Viver, para Pavese, é “mestiere” (mistério), a exemplo do título original do diário, “Il Mestiere de Vivere”, mas também é ofício terrível e aterrador. Contido entre dois agudizados extremos – e os diários são a maior prova disso– ao humano não resta outra saída senão a de “curar-se” irreversivelmente de si mesmo, pela via da morte absoluta. Sem metáfora nem figura –o tiro, a corda, o veneno...

Num aparente paradoxo, neste admirável “O Ofício de Viver”, anotações de uma existência desesperançada que vão de 1935 a 1950, o ano do final colapso, nem por isso Pavese deixa de se revelar um humanista na mais vigorosa extensão da palavra.

Porque a palavra aproxima pelo que diz e desaproxima pelo que deixa de dizer; porque, através sobretudo da denegação, a vida, por essencialmente falha, bem que poderia ser mais mais “humana” e menos trágica; porque a busca de um sentido, ainda que ausente, torna a vida contraditoriamente exeqüível. Ali, onde literalmente pontua: “O mundo está mal feito; é preciso tornar a construí-lo”. Este o “humanismo” dos diários suicidas (ou “suicidados” pelo próprio ato de existir...) de Cesare Pavese.
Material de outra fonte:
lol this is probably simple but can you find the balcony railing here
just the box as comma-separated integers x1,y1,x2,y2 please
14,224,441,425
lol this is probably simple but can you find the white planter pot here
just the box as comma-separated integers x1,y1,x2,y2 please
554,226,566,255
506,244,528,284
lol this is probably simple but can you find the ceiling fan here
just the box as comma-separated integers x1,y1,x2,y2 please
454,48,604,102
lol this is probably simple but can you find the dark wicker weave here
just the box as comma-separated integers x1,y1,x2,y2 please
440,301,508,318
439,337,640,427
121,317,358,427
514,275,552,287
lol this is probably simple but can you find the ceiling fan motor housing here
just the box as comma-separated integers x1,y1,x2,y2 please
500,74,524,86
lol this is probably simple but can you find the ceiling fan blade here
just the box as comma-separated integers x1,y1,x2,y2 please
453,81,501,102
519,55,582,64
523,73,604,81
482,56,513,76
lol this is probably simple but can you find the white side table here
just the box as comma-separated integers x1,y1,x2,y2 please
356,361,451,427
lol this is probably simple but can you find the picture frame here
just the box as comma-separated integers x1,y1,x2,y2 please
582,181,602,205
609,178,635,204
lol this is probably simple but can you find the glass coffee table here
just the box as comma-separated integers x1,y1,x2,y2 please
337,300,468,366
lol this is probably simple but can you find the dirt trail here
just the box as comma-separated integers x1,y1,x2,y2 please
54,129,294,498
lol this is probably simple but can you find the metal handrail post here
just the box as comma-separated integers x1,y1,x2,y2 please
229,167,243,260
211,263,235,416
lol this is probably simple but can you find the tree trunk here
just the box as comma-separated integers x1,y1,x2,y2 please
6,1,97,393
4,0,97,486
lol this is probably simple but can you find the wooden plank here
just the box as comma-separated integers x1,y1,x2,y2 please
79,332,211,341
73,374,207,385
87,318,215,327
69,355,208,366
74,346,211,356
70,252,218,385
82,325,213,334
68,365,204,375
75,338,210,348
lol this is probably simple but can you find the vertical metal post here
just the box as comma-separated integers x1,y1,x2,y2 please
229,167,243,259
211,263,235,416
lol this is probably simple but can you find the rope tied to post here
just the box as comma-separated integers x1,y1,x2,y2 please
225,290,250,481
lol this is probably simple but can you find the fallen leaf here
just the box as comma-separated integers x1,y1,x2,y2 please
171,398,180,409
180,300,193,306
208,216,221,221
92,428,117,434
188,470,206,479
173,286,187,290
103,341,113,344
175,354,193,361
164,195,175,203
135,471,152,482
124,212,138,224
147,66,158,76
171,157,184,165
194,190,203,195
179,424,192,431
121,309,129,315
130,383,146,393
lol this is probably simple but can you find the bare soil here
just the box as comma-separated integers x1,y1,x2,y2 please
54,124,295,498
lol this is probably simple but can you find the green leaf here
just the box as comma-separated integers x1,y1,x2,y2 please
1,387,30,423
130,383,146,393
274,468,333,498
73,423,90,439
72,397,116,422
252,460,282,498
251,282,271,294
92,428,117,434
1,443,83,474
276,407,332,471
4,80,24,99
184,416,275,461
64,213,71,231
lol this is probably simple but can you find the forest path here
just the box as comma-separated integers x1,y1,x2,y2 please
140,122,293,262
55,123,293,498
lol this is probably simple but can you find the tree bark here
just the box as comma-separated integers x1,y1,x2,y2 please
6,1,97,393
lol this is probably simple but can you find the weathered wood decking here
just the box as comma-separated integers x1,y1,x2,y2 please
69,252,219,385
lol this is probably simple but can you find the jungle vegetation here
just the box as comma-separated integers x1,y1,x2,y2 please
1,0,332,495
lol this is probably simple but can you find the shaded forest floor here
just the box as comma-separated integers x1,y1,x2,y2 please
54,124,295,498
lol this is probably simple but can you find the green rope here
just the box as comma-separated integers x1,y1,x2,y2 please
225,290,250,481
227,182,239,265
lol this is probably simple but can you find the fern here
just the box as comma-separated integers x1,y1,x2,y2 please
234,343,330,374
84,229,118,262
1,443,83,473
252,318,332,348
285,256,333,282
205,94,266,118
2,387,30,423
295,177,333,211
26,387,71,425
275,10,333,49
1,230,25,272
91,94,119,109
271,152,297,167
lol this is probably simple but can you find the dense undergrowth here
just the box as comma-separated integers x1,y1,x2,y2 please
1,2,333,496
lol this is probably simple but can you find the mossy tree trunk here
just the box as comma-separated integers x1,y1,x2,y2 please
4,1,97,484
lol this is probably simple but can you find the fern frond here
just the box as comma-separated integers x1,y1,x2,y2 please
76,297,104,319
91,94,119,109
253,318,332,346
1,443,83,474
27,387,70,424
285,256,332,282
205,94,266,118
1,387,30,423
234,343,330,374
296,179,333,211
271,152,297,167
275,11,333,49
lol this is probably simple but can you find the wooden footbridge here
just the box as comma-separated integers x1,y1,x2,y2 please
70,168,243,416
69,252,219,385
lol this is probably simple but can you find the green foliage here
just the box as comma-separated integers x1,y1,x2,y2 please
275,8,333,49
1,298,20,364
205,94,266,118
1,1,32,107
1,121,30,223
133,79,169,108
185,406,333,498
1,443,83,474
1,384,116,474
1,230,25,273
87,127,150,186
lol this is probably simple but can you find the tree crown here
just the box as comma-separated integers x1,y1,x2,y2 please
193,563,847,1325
Diário “íntimo” por excelência e, pela própria natureza que o anima, necessariamente póstumo, “O Ofício de Viver” talvez seja a melhor dentre as melhores obras do escritor, por tudo o que ali poreja sinceridade e grandeza, despreendimento e –por que não?– a exaltada coragem do autoderruimento e da auto-aniquilação. Feito o derradeiro registro que faz neste livro incomum, a 18 de agosto de 1950, marcado pela sombra e o desassossego:

“A coisa mais secretamente temida sempre acontece. Escrevo: ó Tu, tem piedade. E depois? Quanto mais a dor é determinada e precisa, mais o instinto da vida se debate, e cede à idéia do suicídio. Parecia fácil, pensando nisso. Entretanto, mulherezinhas o fizeram. É preciso humildade, não orgulho. Tudo isso dá nojo. Não palavras. Um gesto. Não escreverei mais”.

Que outra coisa esperar de quem passava a noite sentado diante do espelho para fazer companhia a si mesmo?
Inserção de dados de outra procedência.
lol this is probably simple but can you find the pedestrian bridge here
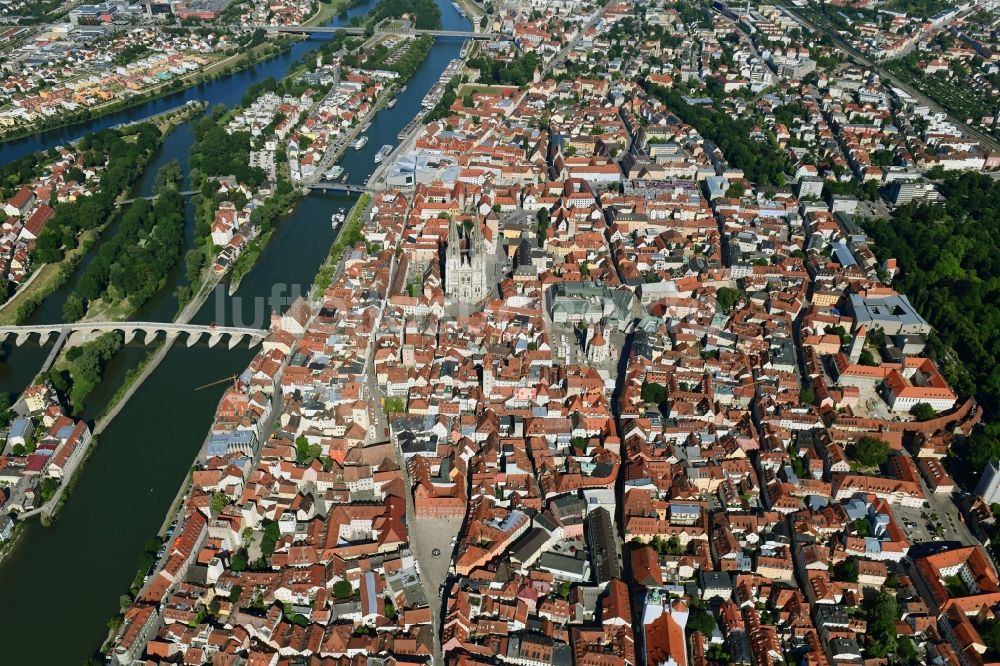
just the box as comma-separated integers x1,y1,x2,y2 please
0,322,268,349
116,190,198,207
307,182,371,194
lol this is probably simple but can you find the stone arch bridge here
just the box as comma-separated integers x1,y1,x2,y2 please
0,322,267,350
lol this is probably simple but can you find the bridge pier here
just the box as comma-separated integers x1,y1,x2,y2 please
67,330,89,347
228,333,246,349
123,328,138,345
14,331,31,346
207,333,223,348
38,330,57,345
186,331,203,347
249,336,263,349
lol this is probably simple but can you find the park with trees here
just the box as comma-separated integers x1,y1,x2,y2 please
863,173,1000,487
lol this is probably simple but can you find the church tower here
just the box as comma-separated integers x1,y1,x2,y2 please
445,220,488,302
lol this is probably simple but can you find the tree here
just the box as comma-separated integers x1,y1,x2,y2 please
536,207,549,245
211,491,230,515
851,437,890,468
641,380,666,406
66,331,123,412
0,392,15,429
800,386,815,404
715,286,739,313
865,591,899,657
62,292,86,322
898,636,918,662
384,397,405,415
333,580,353,599
686,601,716,636
980,618,1000,656
295,435,322,464
833,557,859,582
858,349,877,366
230,549,248,572
40,477,59,502
911,402,936,421
953,423,1000,488
259,519,280,559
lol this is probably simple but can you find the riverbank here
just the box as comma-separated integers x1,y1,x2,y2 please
303,0,351,26
0,0,471,658
312,191,372,294
0,109,200,326
0,40,293,147
188,24,417,298
454,0,485,20
0,228,96,325
7,271,223,539
37,435,99,526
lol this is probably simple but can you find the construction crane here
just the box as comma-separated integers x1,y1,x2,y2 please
194,374,240,391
Lúcio Cardoso: veludo e solidão

Já disse em outra oportunidade que a melhor obra de Lúcio Cardoso foi ele mesmo. O autor de um romance seminal como “Crônica da Casa Assassinada” nunca se perdoou a si mesmo, ainda que a sua alma de poeta tenha passeado as ruas do mundo uma existência generosa e singularíssima.

Em seu “Diário Completo”, síntese e suma de uma vida, o que salta à vista, mesmo do leitor mais desavisado, é a profunda exaltação do que na vida é luxo sem plumas, e o veludo negro de um amor que incessantemente se esboroa caminho afora. Movido por um cristinianismo de alta ascendência, ainda que ele insista no Cristo da Ressurreição, é o Cristo da Paixão encarnado em sangue e lágrima, lutuoso e, mesmo que “transitoriamente” mortal, o que de fato anima a profissão de fé do escritor.

Como insistia em dizer Clarice Lispector, Lúcio foi homem de rir para aquilo que o matava. E é, sem erro, esta graça humana, ainda que um pouco diabólica, o que atravessa, de ponta a ponta, os diários de Lúcio.